He said a 250-millilitre serving of chocolate milk contains 3.5 teaspoons of sugar, a bottle of juice has about six teaspoons of sugar, and soft drinks have about six teaspoons of sugar per can.

"That is a great deal of sugar to be consumed in one beverage," Knight said. 

Children should rely on water and white milk as healthy alternatives.

"We've seen a number of unhealthy foods made available to children and youth for years," he said. 

A lack of physical education

But Peter Corby, a retired physical education teacher, said chocolate milk and juice aren't the problem.

"I don't think anyone's going to die and become obese drinking chocolate milk," he said.

"There's been research showing that chocolate milk does restore the body after a physical workout."  

He said the bigger issue is the lack of physical education in the public school system.

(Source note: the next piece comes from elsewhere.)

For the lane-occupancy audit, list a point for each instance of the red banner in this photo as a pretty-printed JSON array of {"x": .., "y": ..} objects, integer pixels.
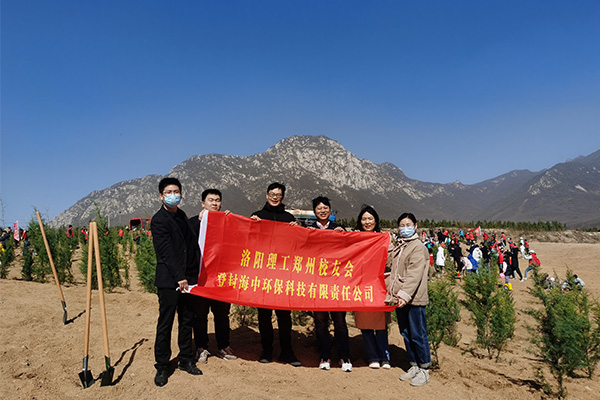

"Once you brainwash the kids at a young age … part of your lifestyle has to be fitness, whether it's walking, jogging each day or playing and getting away from your computer or iPhone," said Corby, who was the athletic director at Kennebecasis Valley High School in Rothesay for 22 years.

"You've got to let them know how important physical fitness is … there's an activity for everybody."

The Fredericton resident said physical education should be compulsory throughout the school system. New Brunswick doesn't require students to take gym class in high school.

A spokesperson for the Education Department said students in kindergarten to Grade 8 get a minimum of two hours of physical education a week.

Students in Grades 9 and 10 can choose to take a 45-minute physical education class each week, said Geneviève Mallet-Chiasson. In Grades 11 and 12, students who chose physical education to fulfil the "life role" requirement, get 60 minutes of it a day, she said. 

Corby said there aren't enough physical education specialists in the school system who can teach students. They've been replaced by homeroom teachers.

"Right now we don't have a priority of increasing physical activity," he said.